CFP Issue #67 of The Velvet Light Trap: Seeing Race: Our Enduring Dilemma
"You lie!" Rep. Joe Wilson shouted during President Barack Obama's
speech on health care reform in the halls of Congress. Media pundits
were quick to point out that the 19th century was the last occasion
of such an egregious breach of protocol took place in Congress.
Members of both Houses urged the Republican congressman from South
Carolina to apologize for his misconduct--and he did. Soon after,
though, the discourse shifted to the reasons for Wilson's outburst.
The factor of
race became one major point in attributing blame, but that fire was
never allowed to flame because of the overwhelmingly hegemonic
ideology of colorblindness that currently saturates our culture.
This same story could be told in relation to the nomination of
Supreme Court Justice Sonia Sotomayor, the pop culture firestorm
that singed Isaiah Washington and the cast of Grey's Anatomy, or the
discourses surrounding First Lady Michelle Obama's hair. The notion
that we cannot talk about race unless it is specifically and clearly
identified as such in media and culture-at-large is as implicitly
understood as is the notion of "one nation under God"--and it is
just as powerful. And yet, although we claim to be blind to the
markers of external and cultural difference, we always "see" race.
Issue #67 of The Velvet Light Trap will explore all the varied ways
that we "see" race in television, film and new media. While the
editors maintain a broad definition of "seeing race," special
consideration will be given toward articles that interrogate the
nexus of racial visibility as a sociocultural fact and/or color
blindness as an ideological practice. Whether papers approach seeing
race as a discursive category, a commercial commodity, and/or an
object of consumption, the editors anticipate submissions that
connect these strategies to the historical, industrial, political,
and cultural factors that underpin a society's values.

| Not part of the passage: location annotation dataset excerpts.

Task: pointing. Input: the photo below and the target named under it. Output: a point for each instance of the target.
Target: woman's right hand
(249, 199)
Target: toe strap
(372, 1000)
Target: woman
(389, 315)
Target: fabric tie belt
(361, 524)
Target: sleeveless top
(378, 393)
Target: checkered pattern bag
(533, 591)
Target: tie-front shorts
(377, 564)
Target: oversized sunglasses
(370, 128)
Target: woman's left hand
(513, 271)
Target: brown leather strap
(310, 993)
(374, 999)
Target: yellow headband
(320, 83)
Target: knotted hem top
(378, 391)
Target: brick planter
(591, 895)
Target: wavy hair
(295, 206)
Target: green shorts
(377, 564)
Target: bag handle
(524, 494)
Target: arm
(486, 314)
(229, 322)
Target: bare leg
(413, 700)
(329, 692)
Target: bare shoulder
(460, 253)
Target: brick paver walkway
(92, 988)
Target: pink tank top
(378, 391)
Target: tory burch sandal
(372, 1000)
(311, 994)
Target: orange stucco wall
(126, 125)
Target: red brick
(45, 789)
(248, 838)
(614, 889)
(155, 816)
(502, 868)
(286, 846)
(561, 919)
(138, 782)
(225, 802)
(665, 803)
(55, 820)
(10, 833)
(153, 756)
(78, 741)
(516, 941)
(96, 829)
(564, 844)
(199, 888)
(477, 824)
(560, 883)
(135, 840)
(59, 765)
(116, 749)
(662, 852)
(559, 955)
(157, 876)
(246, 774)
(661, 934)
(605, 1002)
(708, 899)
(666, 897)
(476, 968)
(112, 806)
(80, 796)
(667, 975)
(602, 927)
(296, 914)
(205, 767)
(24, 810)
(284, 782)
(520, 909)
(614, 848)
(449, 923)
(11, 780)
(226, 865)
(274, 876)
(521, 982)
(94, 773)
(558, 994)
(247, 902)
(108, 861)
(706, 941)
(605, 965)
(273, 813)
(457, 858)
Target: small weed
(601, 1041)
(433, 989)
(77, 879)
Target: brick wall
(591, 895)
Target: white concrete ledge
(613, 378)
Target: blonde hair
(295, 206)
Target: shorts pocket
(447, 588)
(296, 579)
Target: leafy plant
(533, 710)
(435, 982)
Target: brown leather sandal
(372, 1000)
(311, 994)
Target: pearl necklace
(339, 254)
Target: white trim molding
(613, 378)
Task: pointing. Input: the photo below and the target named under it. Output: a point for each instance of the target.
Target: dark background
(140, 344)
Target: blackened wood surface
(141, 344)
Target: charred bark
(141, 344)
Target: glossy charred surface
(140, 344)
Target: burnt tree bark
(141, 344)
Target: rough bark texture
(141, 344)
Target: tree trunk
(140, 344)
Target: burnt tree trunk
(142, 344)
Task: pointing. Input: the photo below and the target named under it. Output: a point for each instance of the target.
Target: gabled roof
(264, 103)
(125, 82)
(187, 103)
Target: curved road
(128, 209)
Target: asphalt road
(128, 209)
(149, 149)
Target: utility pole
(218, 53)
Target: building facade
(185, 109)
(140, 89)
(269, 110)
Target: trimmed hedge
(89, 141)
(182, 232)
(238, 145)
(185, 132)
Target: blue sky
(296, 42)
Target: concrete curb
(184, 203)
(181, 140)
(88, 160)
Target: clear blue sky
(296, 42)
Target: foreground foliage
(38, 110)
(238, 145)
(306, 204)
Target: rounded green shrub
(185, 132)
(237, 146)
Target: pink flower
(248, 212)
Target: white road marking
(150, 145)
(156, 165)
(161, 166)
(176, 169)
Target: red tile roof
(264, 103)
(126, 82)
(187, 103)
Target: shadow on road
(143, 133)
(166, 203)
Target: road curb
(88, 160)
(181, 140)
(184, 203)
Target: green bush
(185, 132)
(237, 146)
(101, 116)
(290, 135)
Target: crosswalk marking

Possible Topics include, but are not limited to:
Seeing Race in War
Spectacle
Production Cultures
Race and Genre
Race in Political Media
Race and Gender Intersectionality in Media
Papers should be between 6,000 and 7,500 words (approximately 20-25
pages double-spaced), in MLA style with a cover page including the
writer's name and contact information.
Please send one copy of the paper (including a one-page abstract
with each copy) and one electronic copy saved as a
Word .doc file in a format suitable to be sent to a reader
anonymously. The journal's Editorial Advisory Board will referee all
submissions.
For
more information or questions, contact Andrew Scahill at
adscahill_at_mail.utexas.edu. Hard copy submissions are due January
30, 2010, and should be sent to:
The Velvet Light Trap, c/o The Department of Radio-Television-Film,
University of Texas at Austin, CMA 6.118, Mail Code A0800, Austin, TX, 78712
The electronic copy submission is also due on January 30, 2010 and
should be sent to Andrew Scahill at (adscahill /at/ mail.utexas.edu).
The Velvet Light Trap is an academic, peer-reviewed journal of film
and television studies. Graduate students at the University of
Wisconsin-Madison and the University of Texas-Austin alternately
coordinate issues. The Editorial Advisory Board includes such
notable scholars as Charlie Keil, Dan Marcus, David Desser, David
Foster, Michele Malach, Joe McElhaney, Beretta Smith-Shomade, Jason
Mittell, Malcolm Turvey, James Morrison, Tara McPherson, Steve
Neale, Aswin Punathambekar, Peter
Bloom, Sean Griffin, and Michael Williams.